It is hard to make fair, objective judgements when there is such animosity. It can be done, one hopes. Odone on, say, the sanctity of life, is sincere and credible. She is a canny networker and obviously has flair. But her new report on faith schools for the Centre for Policy Studies, In Bad Faith: The New Betrayal of Faith Schools, is insufferable.

She enthuses over faith-based schools, especially Muslim schools, where our children are apparently taught to be Muslim and British (you don't say), as if, like donkeys and horses, we have to be specially trained into behaviours to get to this state of grace.

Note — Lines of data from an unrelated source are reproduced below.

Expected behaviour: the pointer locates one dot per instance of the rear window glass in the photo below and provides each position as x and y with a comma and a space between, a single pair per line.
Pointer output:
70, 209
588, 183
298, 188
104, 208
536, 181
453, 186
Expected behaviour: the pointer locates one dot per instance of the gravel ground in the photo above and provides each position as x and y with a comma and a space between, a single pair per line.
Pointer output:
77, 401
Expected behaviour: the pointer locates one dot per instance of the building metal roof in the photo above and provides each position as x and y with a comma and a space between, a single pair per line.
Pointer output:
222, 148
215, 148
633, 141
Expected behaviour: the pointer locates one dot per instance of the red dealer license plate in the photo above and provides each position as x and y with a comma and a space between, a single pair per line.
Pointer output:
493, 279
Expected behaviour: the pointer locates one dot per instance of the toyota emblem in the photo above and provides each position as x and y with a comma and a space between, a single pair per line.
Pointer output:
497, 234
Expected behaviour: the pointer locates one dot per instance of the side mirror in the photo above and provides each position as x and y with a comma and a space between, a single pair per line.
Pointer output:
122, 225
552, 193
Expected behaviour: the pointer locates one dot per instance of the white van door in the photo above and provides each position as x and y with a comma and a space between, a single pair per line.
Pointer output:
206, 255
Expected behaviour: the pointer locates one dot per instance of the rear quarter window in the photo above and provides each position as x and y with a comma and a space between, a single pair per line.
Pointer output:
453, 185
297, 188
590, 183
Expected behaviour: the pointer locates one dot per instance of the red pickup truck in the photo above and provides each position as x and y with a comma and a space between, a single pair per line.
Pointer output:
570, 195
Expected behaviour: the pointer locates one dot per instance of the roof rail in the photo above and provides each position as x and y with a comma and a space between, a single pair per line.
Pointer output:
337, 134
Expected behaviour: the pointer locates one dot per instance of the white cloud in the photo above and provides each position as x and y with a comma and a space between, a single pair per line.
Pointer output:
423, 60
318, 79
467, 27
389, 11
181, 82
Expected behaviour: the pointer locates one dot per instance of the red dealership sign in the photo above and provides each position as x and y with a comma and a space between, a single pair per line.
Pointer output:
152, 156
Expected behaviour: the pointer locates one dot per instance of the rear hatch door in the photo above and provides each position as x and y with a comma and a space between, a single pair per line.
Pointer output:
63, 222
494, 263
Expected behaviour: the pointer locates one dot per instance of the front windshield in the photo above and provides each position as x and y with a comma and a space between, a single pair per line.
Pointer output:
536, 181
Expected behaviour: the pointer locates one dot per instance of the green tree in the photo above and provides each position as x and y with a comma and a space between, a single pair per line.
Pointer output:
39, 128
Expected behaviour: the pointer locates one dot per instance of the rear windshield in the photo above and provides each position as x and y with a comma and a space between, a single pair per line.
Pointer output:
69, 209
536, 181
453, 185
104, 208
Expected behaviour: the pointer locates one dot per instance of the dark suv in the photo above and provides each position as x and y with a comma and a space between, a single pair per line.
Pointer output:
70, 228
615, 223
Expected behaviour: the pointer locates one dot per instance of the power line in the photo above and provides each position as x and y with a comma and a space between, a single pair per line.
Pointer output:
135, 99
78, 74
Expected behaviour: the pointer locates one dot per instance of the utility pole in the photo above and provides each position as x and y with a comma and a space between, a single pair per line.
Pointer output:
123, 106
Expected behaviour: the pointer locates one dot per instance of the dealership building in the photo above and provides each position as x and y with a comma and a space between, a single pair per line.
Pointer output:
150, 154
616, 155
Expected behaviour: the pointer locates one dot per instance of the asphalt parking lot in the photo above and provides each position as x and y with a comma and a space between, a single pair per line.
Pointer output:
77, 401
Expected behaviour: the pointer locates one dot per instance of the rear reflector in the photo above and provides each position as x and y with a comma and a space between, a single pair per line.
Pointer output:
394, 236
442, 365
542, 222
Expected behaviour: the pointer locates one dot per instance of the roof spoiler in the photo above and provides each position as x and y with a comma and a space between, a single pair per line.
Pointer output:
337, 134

As usual, subtle warnings run through this report. Apologist Muslim organisations use blackmail. Give them what they want or many more Muslims will become domestic hellhounds. If the state does not agree to fund further educational institutions of cultural, religious and gender apartheid, Muslim girls will be "disappeared", forced into marriages. From segregated schools, which, says Odone, are "crucial to traditional Muslim families", they will one day go into higher education.

This stream of irrational consciousness leads to separate universities and colleges, for how can Muslim women be in the same lecture hall, tutorial group, common room, dining room with other Britons and men? Is Ms Odone going to recommend that too, next?

Go into any British university and you see huddles of manifestly Muslim men and women sitting apart from others, including Muslims who refuse to cover up or live separate lives. You never saw this before because, until a decade back, there wasn't this distorted Islamicisation of Muslim life. An evocative film to be broadcast in July on Channel 4 on the Qu'ran examines this alarming spread across the world. More Muslims hate this reactionary Islam than do outsiders. Our thoughts tend not to matter to people like Odone.

The reason so many Muslim girls are abused, denied education and pushed into early marriages is because the community and family patriarchs and matriarchs violate their human rights. Proportionately more Muslim girls and boys run away from home than do the children of other Britons. Are they trying to escape the freedom of British society, or trying desperately to find it? Our state needs to protect these girls, not hand them over to their oppressors.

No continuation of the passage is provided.